The electrophysiological study showed suffering of the right suprascapular nerves and right radial with denervation in progress on the muscles which are innervated (m.infraspinatus and common extensor of the fingers).

The clinical and neurophysiological picture therefore confirmed a Parsonage-Turner Syndrome (neuralgic amyotrophy) involving long, suprascapular, and radial thoracic nerves.

Discussion

The neuroalgic amyitrophy also called Parsonage-Turner syndrome or brachial plexus neuritis is a painful acute neuropathy that usually affects the upper brachial plexus region (26-29). It is a rare disease (incidence of 1/100 000 adults/year) which is not well known and takes a rather long time to make a diagnosis (30).

The typical form usually develops in three phases: a painful phase; a motor deficit phase associated with muscle weakness, amyotrophy and sensory disturbance; and a recovery phase (31).

Pain is the first symptom in 90% of the cases with a brutal, severe, neuropathic onset and affects the shoulder girdle. This phase that lasts from one day to two months is longer in men than in women. Muscle weakness arises in a short time from the moment pain occurs. Amyotrophy usually appears within 2 and 6 weeks and shows the importance of the axonal part. This is evident for superficial muscles (deltoid muscles and supra- and sub-spinous muscles) or totally invisible in deep muscles (big toothed muscles and pronator quadratus). Muscle involvement can correspond to a nerve root (C5, C6, C8, T1), a portion of the brachial plexus (it is more common in the upper part), a nervous trunk or certain nerve bundles (32-36). Sensitive disorders are present in 66-78% of cases, however functional consequences are uncommon (37). In 75% of the cases a good or complete recovery is obtained in 6 months to 3 years. Quality and recovery time depend directly on the severity of the initial involvement and the speed of the nervous regrowth (38).

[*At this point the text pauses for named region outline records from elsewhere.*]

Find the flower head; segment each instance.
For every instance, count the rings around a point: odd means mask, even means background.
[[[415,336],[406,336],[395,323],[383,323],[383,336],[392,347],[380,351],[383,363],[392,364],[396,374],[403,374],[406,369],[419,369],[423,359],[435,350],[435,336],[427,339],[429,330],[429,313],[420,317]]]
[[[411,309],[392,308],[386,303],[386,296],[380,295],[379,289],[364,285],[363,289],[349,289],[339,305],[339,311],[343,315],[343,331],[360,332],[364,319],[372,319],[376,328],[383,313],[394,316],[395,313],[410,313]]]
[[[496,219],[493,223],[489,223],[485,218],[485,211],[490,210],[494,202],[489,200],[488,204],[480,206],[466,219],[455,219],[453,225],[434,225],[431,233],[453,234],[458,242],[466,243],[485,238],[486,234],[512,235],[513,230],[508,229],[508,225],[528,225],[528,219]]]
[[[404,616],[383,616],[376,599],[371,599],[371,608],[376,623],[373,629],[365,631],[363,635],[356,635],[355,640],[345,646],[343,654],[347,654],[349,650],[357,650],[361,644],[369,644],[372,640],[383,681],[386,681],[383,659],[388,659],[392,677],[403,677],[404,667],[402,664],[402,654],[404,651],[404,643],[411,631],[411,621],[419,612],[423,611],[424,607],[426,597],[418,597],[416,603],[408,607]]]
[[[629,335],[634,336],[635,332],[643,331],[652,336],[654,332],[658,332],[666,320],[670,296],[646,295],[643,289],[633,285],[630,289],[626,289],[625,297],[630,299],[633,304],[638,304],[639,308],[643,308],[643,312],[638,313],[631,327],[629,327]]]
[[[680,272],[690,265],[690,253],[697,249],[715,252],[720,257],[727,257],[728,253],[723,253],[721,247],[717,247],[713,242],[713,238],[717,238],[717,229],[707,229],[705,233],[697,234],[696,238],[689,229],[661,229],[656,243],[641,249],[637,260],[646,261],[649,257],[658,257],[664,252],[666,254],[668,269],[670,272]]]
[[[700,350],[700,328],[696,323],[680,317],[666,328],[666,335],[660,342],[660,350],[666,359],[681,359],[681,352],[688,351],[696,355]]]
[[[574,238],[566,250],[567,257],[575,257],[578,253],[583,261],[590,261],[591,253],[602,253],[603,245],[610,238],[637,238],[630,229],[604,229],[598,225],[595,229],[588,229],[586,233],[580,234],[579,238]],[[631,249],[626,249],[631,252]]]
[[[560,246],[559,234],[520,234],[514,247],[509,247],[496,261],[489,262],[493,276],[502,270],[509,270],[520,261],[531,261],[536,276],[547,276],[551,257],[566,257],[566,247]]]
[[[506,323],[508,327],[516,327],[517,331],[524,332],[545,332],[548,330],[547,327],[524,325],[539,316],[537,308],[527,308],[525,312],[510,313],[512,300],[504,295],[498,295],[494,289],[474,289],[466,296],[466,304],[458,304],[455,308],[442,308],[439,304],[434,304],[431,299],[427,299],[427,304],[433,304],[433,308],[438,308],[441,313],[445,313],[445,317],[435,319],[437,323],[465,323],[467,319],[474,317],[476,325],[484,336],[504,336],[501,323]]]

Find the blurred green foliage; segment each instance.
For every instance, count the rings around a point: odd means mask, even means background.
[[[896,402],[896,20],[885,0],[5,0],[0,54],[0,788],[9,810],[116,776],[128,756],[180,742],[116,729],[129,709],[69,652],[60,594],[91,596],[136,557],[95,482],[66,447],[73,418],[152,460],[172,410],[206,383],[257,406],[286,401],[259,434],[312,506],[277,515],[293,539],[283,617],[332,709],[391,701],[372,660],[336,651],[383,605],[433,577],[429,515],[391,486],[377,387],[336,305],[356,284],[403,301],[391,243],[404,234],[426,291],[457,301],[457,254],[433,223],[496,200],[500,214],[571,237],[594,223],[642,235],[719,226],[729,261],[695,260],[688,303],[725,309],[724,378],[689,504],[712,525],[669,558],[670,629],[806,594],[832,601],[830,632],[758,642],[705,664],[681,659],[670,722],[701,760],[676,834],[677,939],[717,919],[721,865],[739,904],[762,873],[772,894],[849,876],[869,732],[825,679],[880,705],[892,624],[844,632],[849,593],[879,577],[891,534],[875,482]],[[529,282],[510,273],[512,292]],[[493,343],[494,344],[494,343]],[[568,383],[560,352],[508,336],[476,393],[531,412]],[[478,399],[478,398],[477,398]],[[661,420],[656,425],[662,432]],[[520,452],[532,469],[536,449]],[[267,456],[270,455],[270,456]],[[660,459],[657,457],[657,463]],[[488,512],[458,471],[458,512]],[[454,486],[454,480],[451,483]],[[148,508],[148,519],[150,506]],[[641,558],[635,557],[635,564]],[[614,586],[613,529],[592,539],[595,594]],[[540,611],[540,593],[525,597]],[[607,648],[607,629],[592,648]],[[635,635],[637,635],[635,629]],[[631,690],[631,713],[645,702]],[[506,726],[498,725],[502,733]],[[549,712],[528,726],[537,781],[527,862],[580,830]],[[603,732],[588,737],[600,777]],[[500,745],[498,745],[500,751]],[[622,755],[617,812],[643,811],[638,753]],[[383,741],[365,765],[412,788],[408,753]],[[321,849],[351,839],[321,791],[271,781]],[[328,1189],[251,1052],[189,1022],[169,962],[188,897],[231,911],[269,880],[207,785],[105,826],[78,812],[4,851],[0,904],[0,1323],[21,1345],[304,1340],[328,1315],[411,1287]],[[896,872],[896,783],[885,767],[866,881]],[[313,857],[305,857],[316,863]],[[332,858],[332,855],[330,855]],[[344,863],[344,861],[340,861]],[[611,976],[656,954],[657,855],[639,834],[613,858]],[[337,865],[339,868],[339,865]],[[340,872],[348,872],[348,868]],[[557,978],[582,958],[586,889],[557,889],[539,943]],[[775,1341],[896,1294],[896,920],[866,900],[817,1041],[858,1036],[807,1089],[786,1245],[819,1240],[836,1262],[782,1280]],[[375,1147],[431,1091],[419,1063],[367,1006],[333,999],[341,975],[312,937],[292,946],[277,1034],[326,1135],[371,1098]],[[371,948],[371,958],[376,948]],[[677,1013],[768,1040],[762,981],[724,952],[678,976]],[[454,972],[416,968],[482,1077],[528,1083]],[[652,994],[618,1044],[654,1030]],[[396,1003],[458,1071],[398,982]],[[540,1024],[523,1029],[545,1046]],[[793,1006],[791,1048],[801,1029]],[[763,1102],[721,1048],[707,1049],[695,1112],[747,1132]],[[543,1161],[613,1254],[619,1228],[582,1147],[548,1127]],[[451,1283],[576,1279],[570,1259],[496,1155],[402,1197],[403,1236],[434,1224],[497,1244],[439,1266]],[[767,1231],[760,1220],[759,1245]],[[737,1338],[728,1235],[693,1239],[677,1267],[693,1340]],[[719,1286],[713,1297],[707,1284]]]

Since the first description of 1948 various triggering factors have been identified: traumatism, surgery, pregnancy, antitetanic serum therapy, vaccinations, bacterial and viral infections (including PVB19). Hereditary forms are also reported (39).

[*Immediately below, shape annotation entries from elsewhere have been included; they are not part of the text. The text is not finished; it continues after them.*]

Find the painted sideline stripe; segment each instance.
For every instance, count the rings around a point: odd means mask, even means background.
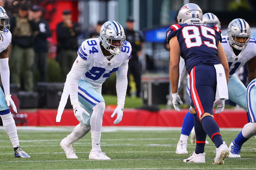
[[[36,126],[17,126],[18,130],[26,130],[26,132],[35,133],[36,131],[63,131],[72,132],[74,130],[74,126],[62,126],[62,127],[38,127]],[[221,131],[241,131],[241,128],[220,128]],[[103,126],[102,132],[112,132],[122,131],[171,131],[180,130],[181,127],[122,127],[122,126]],[[4,130],[4,127],[0,127],[0,130]],[[28,132],[27,131],[31,130],[32,132]]]
[[[244,152],[248,152],[249,151],[250,151],[252,150],[253,150],[253,149],[242,149],[242,150]],[[124,152],[108,152],[107,153],[174,153],[175,151],[124,151]],[[76,152],[76,153],[90,153],[90,152]],[[29,154],[63,154],[64,153],[63,152],[38,152],[38,153],[28,153]],[[0,155],[6,155],[6,154],[13,154],[13,153],[0,153]]]
[[[106,160],[107,161],[142,161],[142,160],[183,160],[184,159],[111,159],[111,160]],[[205,159],[206,160],[212,160],[213,159]],[[234,160],[232,158],[226,158],[226,159],[230,159],[230,160]],[[242,160],[242,159],[246,159],[246,160],[252,160],[252,159],[255,159],[255,158],[237,158],[236,159],[237,160]],[[23,160],[23,161],[0,161],[0,162],[71,162],[71,161],[95,161],[94,160],[89,160],[89,159],[81,159],[81,160],[71,160],[69,159],[68,160]],[[176,168],[175,168],[176,169]],[[182,168],[182,169],[183,169]],[[193,169],[194,169],[193,168]],[[205,169],[204,168],[204,169]],[[226,168],[225,168],[226,169]],[[234,168],[232,168],[232,169],[235,169]],[[238,168],[238,169],[241,169],[240,168]],[[252,169],[251,168],[248,169]]]

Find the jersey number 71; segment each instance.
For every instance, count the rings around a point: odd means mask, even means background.
[[[182,36],[185,39],[185,43],[187,48],[189,49],[194,47],[200,47],[203,43],[209,47],[217,49],[216,39],[208,33],[210,32],[211,34],[215,35],[215,31],[205,26],[200,25],[200,27],[201,32],[199,31],[199,28],[196,26],[186,26],[182,28]],[[209,40],[212,40],[212,43],[210,41],[202,41],[200,36],[201,35],[210,39]]]

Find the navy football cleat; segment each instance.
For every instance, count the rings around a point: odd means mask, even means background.
[[[17,158],[30,158],[30,156],[28,155],[24,150],[21,149],[21,148],[18,148],[15,152],[14,152],[14,156]]]
[[[229,145],[230,152],[228,157],[230,158],[241,158],[240,150],[241,147],[241,146],[236,144],[234,141],[232,141]]]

Further investigations are advisable in order to confirm the peripheral character of motor and sensory deficit and to exclude other possible diagnosis (40,41). In our case, the presence of fever and the subsequent development of arthritis and right upper limb paresthesia, according to previous reports (9-13, 16-19), raised the suspect of a PVB19 related disease.

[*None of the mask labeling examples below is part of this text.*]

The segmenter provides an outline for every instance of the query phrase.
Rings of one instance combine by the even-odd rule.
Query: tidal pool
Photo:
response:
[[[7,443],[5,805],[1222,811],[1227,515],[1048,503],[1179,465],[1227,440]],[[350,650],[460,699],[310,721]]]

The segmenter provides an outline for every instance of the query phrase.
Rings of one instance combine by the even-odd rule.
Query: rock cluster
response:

The pathophysiology is still uncertain as it could be a reactive inflammation of disimmune origin or a direct effect of the virus on the nerve. However, the two could coexist (42).

The treatment is still rather empirical and varies according to the phase in which the patient is evaluated.

In the painful phase, a short corticosteroid treatment may be useful, and it seems to reduce the duration of the phase and favor recovery (43). Our case report confirms the positive effect of a short term corticosteroid treatment, even if the improvement was only partial and the motor and sensory deficit was not avoided.

Some authors reported that more severe forms could respond to pulse iv high dose corticosteroid and iv immunoglobulins (44,45).

A rehabilitation protocol can be established that involves an antalgic physiotherapy, a trophic massage and muscle strengthening.

The description of a case of PVB19 infection that preceded a Parsonage-Turner syndrome and the polymorphism of the clinical signs of PVB19 infection suggest a systematic search for the virus in case of Parsonage-Turner Syndrome.